Australia/Israel Review
Europa Europa: Friends and Neighbours
May 31, 2011 | Douglas Davis
Douglas Davis
Israeli leaders have good reason to politely reject Europe’s persistent offers to play a substantive role in the peace process. Suspicion about its ability to be an honest broker was set in stone when the European Economic Community, as it then was, issued its Venice Declaration in June 1980. This ringing endorsement of Yasser Arafat’s demand for a state failed to include a balancing demand that the Palestine Liberation Organisation (PLO) leader recognise Israel’s right to exist.
Since then, Europe has experienced myriad internal vicissitudes as it chased the dream of forging its disparate parts into a single economic and political union. But for all its travails, Europe has remained constant in its commitment to Palestinian statehood. Some call it an obsession.
US President Barack Obama understands that peace talks cannot go anywhere with a Palestinian delegation that includes Hamas, which refuses to renounce violence or acknowledge Israel’s right to exist. Not so for British Prime Minister David Cameron.
When Israeli Prime Minister Binyamin Netanyahu visited London last month, Cameron recited the familiar mantra of Britain’s “unshakeable commitment” to Israel’s security. But he went on to seamlessly warn that unless Israel sits down with the Palestinians to negotiate a peace deal, Britain will recognise Palestinian statehood if the UN General Assembly votes on the issue in September.
In Cameron’s bizarre view, the “Arab Spring”, the killing of bin Laden and the Fatah-Hamas unity agreement had opened up opportunities not only to defeat terrorism but also to expand democracy, spread liberty, and, not least, to make progress at the Israeli-Palestinian negotiating table.
If only. If Cameron’s assessment were true, Israelis of all political hues would already be initialling treaties and rolling out red carpets for dignitaries who would be preparing to descend on Jerusalem for a full-blown peace ceremony.
The grim reality is that the world is not standing on the brink of a liberal-democratic Middle East. On the contrary, the “Arab Spring”, where successful, is quite likely to replace corrupt, autocratic nationalists with corrupt, autocratic Islamists.
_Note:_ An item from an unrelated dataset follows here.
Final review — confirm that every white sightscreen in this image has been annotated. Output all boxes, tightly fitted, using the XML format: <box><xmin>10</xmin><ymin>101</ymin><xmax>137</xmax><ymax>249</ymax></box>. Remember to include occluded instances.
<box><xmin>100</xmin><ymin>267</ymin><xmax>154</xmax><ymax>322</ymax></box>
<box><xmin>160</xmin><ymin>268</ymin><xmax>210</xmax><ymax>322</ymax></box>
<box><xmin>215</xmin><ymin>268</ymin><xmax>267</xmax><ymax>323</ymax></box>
While the Israel-Palestinian conflict has not formed a significant part of any of the middle-class protest movements, populist anti-Israel rhetoric is certain to be the centrepiece of successor regimes which seek to consolidate power and bind national wounds. There is, for example, a very large question mark over the future of Egypt’s peace treaty after next September’s elections.
Cameron need not take my word for this. Amr Moussa, the outgoing head of the Arab League and former Egyptian foreign minister who is tipped to succeed Hosni Mubarak, placed the issue high on his agenda in an interview with the Wall Street Journal on May 6.
The Mubarak Regime’s attempts to heal the Israeli-Palestinian conflict, he asserted, had “led nowhere” and Egypt now needed policies that reflect “the consensus of the people”. He also acknowledged the inevitability of an Islamist-led administration, with the Muslim Brotherhood in the vanguard, following the pending elections.
Moussa denied that Mubarak nominated him to head the Arab League in 2001 to deflect a possible leadership challenge. Rather, he said, his removal from political life in Egypt was the result of his disagreement with Mubarak over policy towards Israel.
Indeed, Moussa’s popularity in Egypt during his tenure as foreign minister was reflected by the runaway Egyptian pop hit of the ‘90s, “I Hate Israel (I Love Amr Moussa).”
Meanwhile, the interim Egyptian Administration has opened the Rafah border with Gaza and initiated moves to improve relations with Iran.
Nor is the Egyptian-brokered reconciliation between the feuding Palestinian elements likely to bring peace closer. And Cameron should know this. The dominant party, Hamas, is not only avowedly opposed to the existence of Israel but is also formally regarded as a terrorist organisation by the European Union, including Britain.
In its recent unity agreement with Fatah, the jihadist Hamas leaders clearly indicated they had not undergone a Damascene conversion. The head of the Hamas Administration in Gaza, Ismail Haniyeh, was one of the few Arab leaders (along with the Muslim Brotherhood) to publicly lament Osama bin Laden’s passing.
Bin Laden, said Haniyeh, was an “Arab holy warrior” and he called on “God to offer him mercy with the true believers and the martyrs.” He went on to assert that US policy was “based on oppression and the shedding of Muslim and Arab blood”.
As for Israel, he assured worshippers at Gaza City’s Omari Mosque that Hamas would never recognise Israel. “The Zionist project in Palestine must end,” he said, urging the congregation to “pray for the end of Israel.”
David Cameron might consider Britain, as he frequently declares, a “strong friend” of Israel. But it is an odd friend that seeks to coerce the object of its affection to adopt a position of vulnerability to those who, by words and deeds, are committed to its destruction. Small wonder, then, that Israeli leaders regard Europe with deep suspicion and resolutely deny it a place at the high table of Middle East diplomacy.